Ultrabooks are popping up everywhere. Most all PC manufacturers are coming up with their own signature design. But at the end of the day, they all seem to be following suit to Apple’s sleek form factor. The MacBook Air was the first to arrive on the market which was the thinnest Ultrabook on the market. Now PC manufacturers are trying to play catch up with their own designs.
Mobile Edge offers a full line of Ultrabook sleeves, briefcases, messenger bags backpacks and portfolios. All designed to protect that new sleek Ultrabook.
Here is a brief clip from a recent New York Times article posted about Ultrabooks after the Consumer Electronics Show in Las Vegas. To read the full article click on the link below.

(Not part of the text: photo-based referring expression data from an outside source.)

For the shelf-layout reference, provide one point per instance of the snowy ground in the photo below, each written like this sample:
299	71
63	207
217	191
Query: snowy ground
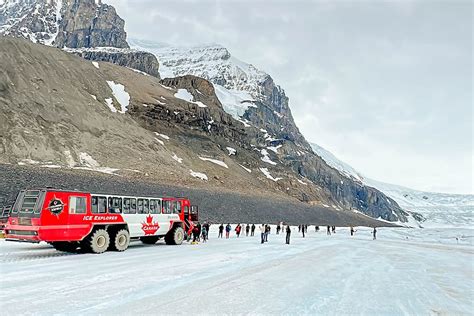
405	271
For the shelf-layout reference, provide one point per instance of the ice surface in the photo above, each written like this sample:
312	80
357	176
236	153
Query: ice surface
266	157
268	175
215	161
199	175
231	151
403	272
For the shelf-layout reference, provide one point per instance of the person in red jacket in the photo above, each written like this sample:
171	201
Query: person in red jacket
237	230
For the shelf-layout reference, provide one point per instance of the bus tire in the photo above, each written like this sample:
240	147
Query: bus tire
149	240
65	246
121	240
98	241
175	236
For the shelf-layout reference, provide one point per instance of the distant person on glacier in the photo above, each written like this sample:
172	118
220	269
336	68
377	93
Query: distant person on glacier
228	228
262	232
221	231
238	229
204	233
288	234
196	231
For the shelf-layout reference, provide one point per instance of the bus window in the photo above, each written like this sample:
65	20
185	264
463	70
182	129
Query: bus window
94	204
133	206
140	206
166	207
145	206
116	205
77	205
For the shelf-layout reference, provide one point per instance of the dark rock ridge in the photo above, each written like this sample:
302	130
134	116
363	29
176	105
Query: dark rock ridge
214	206
75	24
88	23
135	59
271	119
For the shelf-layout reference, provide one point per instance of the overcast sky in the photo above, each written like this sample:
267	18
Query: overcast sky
385	86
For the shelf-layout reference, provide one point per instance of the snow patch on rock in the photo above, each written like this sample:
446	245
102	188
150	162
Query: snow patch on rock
199	175
215	161
268	175
122	97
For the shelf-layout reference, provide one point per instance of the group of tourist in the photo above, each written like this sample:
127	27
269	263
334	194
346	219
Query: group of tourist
201	232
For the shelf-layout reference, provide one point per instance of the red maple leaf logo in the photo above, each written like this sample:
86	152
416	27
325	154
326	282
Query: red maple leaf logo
149	227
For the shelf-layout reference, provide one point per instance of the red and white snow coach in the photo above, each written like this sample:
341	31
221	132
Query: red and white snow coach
97	222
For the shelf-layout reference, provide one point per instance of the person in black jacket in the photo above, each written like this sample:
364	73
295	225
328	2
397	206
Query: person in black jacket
288	234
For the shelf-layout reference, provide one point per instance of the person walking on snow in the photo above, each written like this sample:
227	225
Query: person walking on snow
228	228
196	232
262	232
267	232
237	230
221	231
204	233
288	234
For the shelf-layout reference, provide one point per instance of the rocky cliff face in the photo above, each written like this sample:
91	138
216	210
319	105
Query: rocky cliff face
252	97
75	24
90	23
236	115
126	57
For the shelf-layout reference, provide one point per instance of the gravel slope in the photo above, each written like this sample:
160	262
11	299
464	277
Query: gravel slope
215	205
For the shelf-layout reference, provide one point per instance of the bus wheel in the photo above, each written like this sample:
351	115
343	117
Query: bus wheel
65	246
121	240
149	240
99	241
175	236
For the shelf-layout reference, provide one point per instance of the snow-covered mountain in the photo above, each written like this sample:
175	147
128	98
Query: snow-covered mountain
238	84
438	209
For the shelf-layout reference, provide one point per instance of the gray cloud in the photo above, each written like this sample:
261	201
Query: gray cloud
386	86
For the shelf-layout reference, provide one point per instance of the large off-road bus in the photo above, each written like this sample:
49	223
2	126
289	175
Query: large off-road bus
69	220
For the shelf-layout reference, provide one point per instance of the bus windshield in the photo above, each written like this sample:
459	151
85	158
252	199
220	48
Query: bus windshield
28	203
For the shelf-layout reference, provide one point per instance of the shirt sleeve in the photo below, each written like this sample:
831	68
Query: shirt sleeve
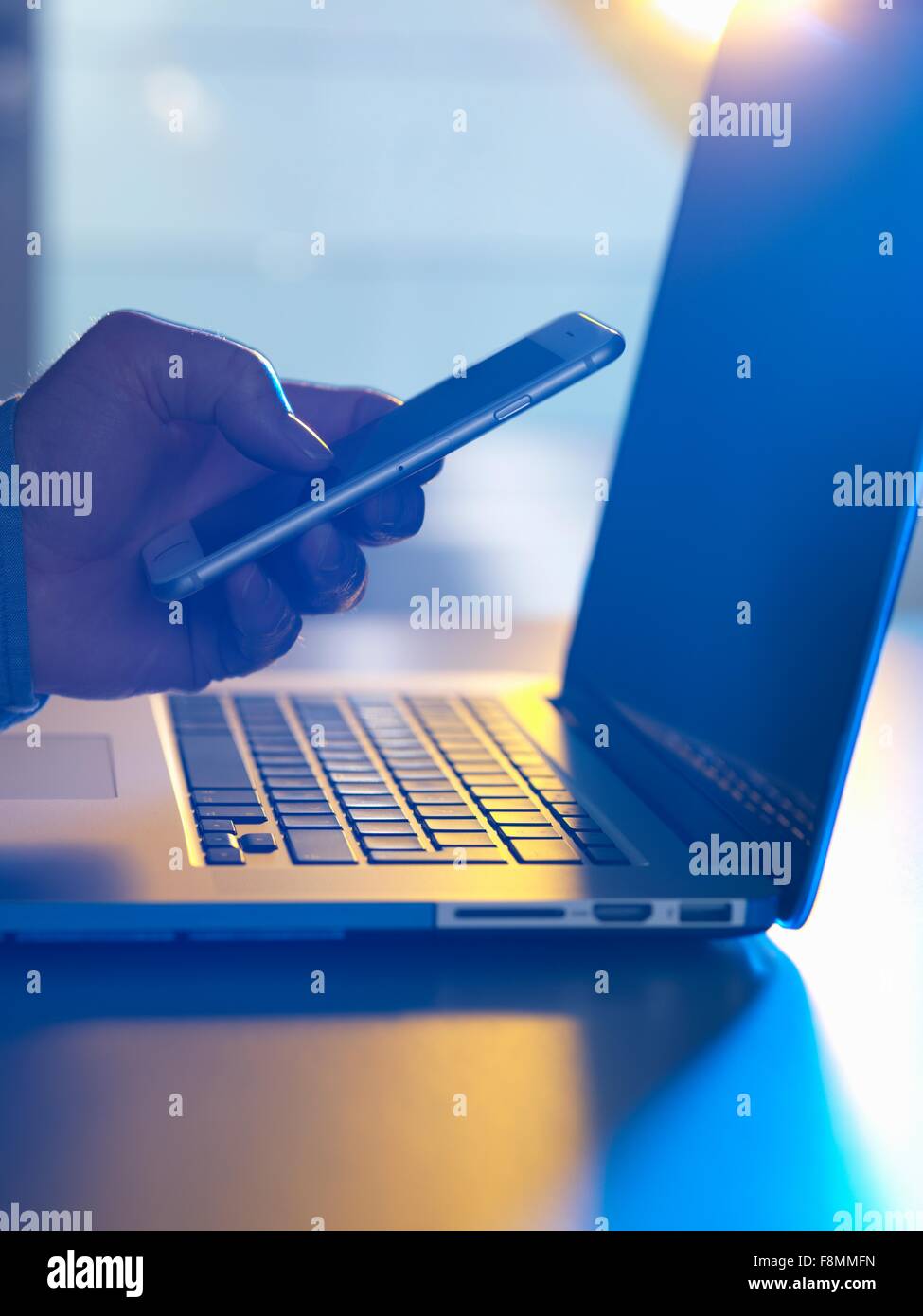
17	698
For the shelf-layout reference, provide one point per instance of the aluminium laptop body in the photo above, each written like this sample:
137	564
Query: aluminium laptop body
721	654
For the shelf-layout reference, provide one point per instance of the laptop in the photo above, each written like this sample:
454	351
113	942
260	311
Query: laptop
683	774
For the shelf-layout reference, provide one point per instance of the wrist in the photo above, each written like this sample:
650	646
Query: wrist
17	694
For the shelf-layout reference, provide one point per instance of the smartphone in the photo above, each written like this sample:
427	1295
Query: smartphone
196	553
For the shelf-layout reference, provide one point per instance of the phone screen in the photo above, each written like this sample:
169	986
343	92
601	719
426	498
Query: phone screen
380	442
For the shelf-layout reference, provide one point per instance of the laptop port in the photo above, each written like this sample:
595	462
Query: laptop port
622	912
512	912
706	914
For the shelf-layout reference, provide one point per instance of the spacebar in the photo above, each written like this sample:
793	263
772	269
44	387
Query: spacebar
309	846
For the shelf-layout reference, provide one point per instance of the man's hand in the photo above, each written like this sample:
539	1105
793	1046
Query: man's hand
170	421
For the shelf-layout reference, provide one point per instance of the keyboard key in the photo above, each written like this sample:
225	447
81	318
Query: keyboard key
607	854
544	852
224	854
383	828
535	833
394	843
292	809
423	783
212	761
218	840
225	798
289	796
258	843
576	810
307	845
293	783
505	796
486	778
222	826
528	817
316	822
376	815
408	857
445	810
467	823
464	840
236	812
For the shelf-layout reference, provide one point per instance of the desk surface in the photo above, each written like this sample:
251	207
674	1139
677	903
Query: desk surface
629	1106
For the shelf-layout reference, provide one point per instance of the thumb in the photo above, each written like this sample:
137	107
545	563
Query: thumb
204	380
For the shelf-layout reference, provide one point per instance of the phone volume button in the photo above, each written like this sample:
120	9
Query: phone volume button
511	408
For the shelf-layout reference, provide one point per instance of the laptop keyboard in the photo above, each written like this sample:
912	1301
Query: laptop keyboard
376	779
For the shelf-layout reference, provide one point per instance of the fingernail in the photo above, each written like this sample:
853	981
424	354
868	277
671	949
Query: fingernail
310	439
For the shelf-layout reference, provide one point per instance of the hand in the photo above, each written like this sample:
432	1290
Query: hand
162	449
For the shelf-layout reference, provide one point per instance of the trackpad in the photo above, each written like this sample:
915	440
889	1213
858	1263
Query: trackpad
62	768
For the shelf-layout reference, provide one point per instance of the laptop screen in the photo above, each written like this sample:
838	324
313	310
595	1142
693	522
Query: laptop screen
760	496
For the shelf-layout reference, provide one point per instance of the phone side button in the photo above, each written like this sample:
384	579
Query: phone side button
511	408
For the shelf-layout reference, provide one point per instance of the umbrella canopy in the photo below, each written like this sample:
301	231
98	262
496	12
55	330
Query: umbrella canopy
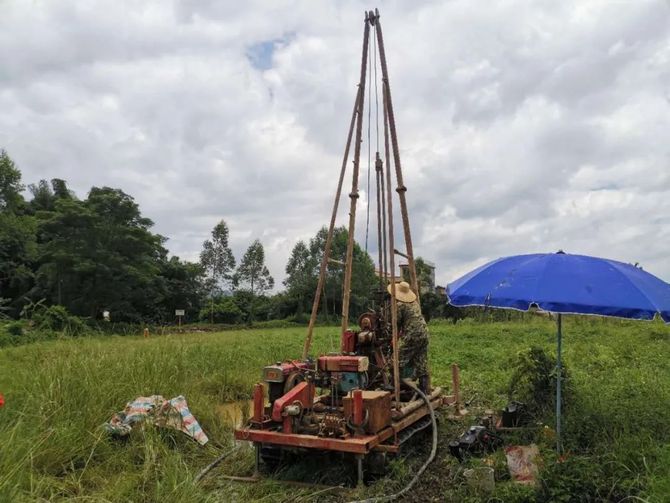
564	283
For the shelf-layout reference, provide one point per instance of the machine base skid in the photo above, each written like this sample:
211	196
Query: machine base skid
355	444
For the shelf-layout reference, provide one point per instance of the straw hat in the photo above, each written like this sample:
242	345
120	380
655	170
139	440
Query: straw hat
403	292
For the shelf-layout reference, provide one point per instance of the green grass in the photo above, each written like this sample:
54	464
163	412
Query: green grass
58	393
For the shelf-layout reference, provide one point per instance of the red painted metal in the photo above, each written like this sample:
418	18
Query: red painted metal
259	402
303	393
358	408
348	344
287	425
343	363
358	444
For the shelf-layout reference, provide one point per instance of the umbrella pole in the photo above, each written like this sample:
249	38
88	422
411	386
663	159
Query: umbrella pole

By BRIAN X. CHEN, New York Times Technology Editor
Helping to drive Apple’s growth is its MacBook Air, a laptop computer that measures less than an inch thick and weighs under three pounds. In late 2010, Apple reduced the base price of the Air to $1,000, down from its original $1,800 price tag.

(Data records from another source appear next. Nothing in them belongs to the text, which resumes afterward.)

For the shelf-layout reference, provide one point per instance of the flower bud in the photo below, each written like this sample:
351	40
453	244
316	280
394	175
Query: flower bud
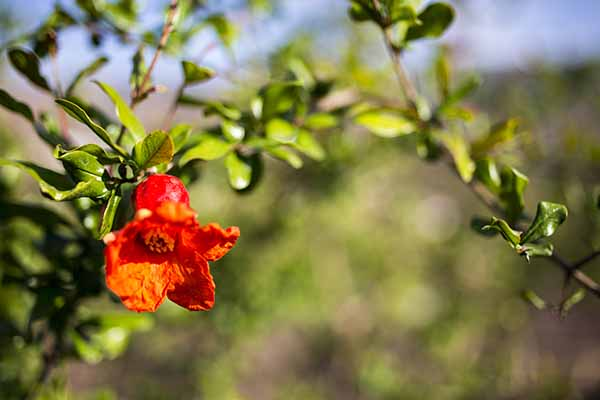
157	189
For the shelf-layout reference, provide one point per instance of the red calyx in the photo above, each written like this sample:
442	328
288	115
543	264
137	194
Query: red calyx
157	189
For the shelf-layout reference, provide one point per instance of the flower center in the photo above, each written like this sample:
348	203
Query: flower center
159	241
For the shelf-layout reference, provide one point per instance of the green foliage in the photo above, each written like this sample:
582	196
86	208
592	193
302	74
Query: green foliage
154	149
28	65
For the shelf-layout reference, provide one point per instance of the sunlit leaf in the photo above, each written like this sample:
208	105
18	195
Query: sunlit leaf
385	123
193	73
79	114
239	170
56	186
10	103
124	112
434	20
85	72
28	64
154	149
209	147
548	218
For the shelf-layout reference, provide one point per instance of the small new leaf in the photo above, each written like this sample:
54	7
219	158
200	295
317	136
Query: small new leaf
79	114
434	20
10	103
87	71
513	237
385	123
154	149
548	218
195	74
28	64
124	112
239	170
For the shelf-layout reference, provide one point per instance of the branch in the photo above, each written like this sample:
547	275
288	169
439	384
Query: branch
571	269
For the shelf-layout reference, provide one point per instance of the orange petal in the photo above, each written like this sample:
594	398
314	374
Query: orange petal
175	212
192	285
141	287
137	275
212	241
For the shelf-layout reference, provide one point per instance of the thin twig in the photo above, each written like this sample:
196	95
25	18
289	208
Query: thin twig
140	90
571	270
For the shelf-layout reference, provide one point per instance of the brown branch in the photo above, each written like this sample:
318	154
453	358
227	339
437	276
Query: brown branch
164	37
571	269
138	94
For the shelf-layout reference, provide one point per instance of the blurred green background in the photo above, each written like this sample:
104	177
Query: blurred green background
359	277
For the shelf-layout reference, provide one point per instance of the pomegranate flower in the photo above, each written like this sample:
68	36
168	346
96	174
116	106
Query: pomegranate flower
164	252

So what did the PC makers introduce last week here at the International Consumer Electronics Show? Ultrabooks, thin laptop computers built with a new Intel low-power chip and solid-state storage that replaces the bulkier mechanical hard drive.
Intel had about a dozen Ultrabooks on display in its booth from manufacturers including Hewlett-Packard, Lenovo, LG and Asus. And Intel, which holds the Ultrabook trademark, expects 70 more notebook designs will arrive in 2012, according to Anand Lakshmanan, Intel’s Ultrabook product manager.
Most of the Ultrabooks cost upward of $900, though Intel wants to work with manufacturers to bring the average price down to $700, Mr. Lakshmanan said.
Some Ultrabooks are aiming to outdo the Air, if not on price then on abilities. Dell’s XPS 13 is a $1,000 laptop with an aluminum shell and a 13-inch screen; it weighs 2.99 pounds and measures less than an inch thick. Acer’s S5 Ultrabook, which does not yet have a price, weighs less than three pounds and measures 0.59 of an inch at its thickest point, making it even thinner than the MacBook Air, which is 0.67 of an inch at its thickest point.